Filters
A few notables about the filters:
- I picked tasks that are most commonly required in AI-powered apps. They're not exclusive, meaning there are certainly other tasks you may want to accomplish with your app, but it's a good jumping-off point.
- Most of the leaderboards have quality benchmarks, but as you move down the list the benchmarks become increasingly scarce. To wit, very few leaderboards at the time of publishing include benchmarks for context window.
- I decided to split 'Generate text' and 'Chat' into two different tasks because, while there is some overlap, you can have an app that generates text (e.g., summarize content) that doesn't have a chat component. Conversely, the chat task may have benchmarks that wouldn't apply to more generic text generation. Case in point, Artificial Analysis' Communication benchmark evaluates a model's performance in conversational settings, evaluating communication skills, coherence, and engagement based on user feedback, which wouldn't necessarily be relevant to non-conversation text-generation tasks. There may be similar overlaps with 'Solve complex problems' and 'Solve math problems'.
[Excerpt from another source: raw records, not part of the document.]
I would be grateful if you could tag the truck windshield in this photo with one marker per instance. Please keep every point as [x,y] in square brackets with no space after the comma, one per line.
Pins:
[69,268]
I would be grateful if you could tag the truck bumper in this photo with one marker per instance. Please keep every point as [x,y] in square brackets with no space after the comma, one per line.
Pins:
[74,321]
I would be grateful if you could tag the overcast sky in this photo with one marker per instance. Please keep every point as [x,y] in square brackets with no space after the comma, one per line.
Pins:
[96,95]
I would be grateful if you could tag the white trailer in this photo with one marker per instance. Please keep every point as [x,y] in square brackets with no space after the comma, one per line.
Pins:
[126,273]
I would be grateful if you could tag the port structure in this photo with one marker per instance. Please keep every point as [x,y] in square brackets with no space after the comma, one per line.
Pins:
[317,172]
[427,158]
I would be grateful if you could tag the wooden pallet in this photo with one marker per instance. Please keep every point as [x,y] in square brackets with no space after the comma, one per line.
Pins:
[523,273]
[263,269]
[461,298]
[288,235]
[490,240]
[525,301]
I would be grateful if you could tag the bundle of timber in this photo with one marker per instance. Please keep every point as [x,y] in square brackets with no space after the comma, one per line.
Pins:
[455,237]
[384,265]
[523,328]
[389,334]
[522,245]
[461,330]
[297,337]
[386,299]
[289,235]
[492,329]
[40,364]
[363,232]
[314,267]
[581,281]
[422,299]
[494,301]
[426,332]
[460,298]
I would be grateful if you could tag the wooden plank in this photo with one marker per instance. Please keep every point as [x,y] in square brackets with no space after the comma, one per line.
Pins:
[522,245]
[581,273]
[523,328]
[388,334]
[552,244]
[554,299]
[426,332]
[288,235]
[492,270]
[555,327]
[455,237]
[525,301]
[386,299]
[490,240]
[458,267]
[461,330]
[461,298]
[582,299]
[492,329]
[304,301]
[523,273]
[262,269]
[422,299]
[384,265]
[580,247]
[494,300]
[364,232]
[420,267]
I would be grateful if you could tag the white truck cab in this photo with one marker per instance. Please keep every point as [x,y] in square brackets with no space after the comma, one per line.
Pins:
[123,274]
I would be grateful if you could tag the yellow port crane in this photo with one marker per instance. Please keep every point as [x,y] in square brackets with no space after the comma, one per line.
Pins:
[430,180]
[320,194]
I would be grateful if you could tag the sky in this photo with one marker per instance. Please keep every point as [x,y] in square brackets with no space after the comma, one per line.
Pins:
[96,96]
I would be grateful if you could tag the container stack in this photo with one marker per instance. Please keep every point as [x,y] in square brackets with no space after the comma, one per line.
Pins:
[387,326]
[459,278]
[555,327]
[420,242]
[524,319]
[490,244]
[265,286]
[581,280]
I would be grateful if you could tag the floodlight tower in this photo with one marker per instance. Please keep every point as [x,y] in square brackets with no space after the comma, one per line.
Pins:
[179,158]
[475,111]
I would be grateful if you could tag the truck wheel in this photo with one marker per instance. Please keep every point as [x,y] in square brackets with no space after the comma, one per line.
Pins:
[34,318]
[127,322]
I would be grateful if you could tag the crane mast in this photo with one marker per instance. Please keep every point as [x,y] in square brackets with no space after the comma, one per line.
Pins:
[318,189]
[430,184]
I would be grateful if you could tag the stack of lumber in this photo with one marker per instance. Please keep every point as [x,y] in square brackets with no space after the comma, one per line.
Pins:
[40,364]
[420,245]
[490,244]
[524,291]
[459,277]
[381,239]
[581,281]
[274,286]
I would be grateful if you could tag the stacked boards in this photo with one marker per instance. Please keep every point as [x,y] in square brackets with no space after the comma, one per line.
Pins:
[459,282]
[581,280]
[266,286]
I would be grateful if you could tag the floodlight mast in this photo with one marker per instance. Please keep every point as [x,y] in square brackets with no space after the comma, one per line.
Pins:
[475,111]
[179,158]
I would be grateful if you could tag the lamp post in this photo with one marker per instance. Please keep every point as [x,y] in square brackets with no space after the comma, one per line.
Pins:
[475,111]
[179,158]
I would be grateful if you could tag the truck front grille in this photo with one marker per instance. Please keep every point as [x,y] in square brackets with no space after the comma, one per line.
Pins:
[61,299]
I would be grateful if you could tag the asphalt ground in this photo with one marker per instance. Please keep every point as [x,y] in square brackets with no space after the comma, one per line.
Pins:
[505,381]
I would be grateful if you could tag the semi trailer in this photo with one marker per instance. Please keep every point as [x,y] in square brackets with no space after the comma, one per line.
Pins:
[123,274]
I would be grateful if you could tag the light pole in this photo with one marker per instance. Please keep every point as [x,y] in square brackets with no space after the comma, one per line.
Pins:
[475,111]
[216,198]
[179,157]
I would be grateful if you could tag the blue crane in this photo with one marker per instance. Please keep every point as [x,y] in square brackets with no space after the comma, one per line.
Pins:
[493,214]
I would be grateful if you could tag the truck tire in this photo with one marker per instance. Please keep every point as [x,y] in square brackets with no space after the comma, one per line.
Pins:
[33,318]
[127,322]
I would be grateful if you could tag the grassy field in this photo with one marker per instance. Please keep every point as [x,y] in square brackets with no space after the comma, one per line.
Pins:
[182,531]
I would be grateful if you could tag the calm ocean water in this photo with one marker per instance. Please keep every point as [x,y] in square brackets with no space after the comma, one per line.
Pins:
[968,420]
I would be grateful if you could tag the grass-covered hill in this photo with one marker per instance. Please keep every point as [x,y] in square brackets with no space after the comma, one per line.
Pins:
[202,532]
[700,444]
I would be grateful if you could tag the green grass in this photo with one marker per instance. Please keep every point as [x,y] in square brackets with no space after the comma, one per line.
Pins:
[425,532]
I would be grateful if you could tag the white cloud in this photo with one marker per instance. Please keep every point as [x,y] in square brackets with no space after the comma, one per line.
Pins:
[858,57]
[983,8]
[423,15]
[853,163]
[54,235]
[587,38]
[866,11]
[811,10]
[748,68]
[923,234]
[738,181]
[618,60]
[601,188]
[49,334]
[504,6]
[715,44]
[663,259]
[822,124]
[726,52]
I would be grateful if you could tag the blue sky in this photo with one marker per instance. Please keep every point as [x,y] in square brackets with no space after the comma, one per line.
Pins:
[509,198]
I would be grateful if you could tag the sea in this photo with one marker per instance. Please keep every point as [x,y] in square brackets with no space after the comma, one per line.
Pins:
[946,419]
- Benchmarks may have the same label across leaderboards but be calculated differently (e.g., speed and math). To wit, some leaderboards only report on speed, which combines speed and latency; others track them separately. So make sure you understand how a leaderboard defines a benchmark/metric. You can click on any green node to summon a pop-up with more information and source links for that leaderboard. Or you can hover over a benchmark node (the gray ones) to learn how that metric is defined by the leaderboard creator.
Network Graphs
A few points about the graph:
- I redesigned this app in March 2025 and made it responsive, all the way to phone size. In that redesign, I decided to simplify the graph by removing some of the tooltips that were repetitive and for the tooltips that remained, e.g., the info icons in the headers and the benchmark toolips (the gray nodes). They are now draggable, so if you're on a smaller screen and some of the tooltip is cut off, just grab it by the handle and move it to the center. It should then responsively adjust to your screen size. 🤞 I couldn't test all the functionality in Chrome's emulator tool because of all the JavaScript.
- It's very rare for leaderboard owners to include definitions for their benchmarks, which was one of the greatest challenges in building this tool. Shockingly, many don't even include these definitions in their methodology source (which is usually an Arxiv paper). I would even search their corresponding blogs to try to hunt down these definitions. If I couldn't find these definitions anywhere, I used ChatGPT for the definitions. Many of these benchmarks use labels that are quite opaque—e.g., 'GSM8K', 'Non-live AST Summary', and 'VQAV2 - EM'—so I found it very strange that these definitions were so difficult to rustle up, if they existed at all. 🤨
- The tips were not generated by AI. I spent a significant amount of time with each leaderboard, looking for tips and tricks I could pass along. Sometimes a benchmark provider will bury really useful features in a menu. I point them out wherever possible.
- HELM has a helpful Safety leaderboard, which contains benchmarks that were pertinent to the Chat task, but I just grouped them in with HELM Lite and added a 🚩 next to the safety benchmarks.
- I really hope that one day all benchmark owners will disclose if they allow model owners to self-report. Currently, the only leaderboards I'm aware of that disclose when model providers self-report are MMMU and MathVista.
- To date I haven't kept a changelog, but I will moving forward. When I update the app I'll add the link to it in the footer.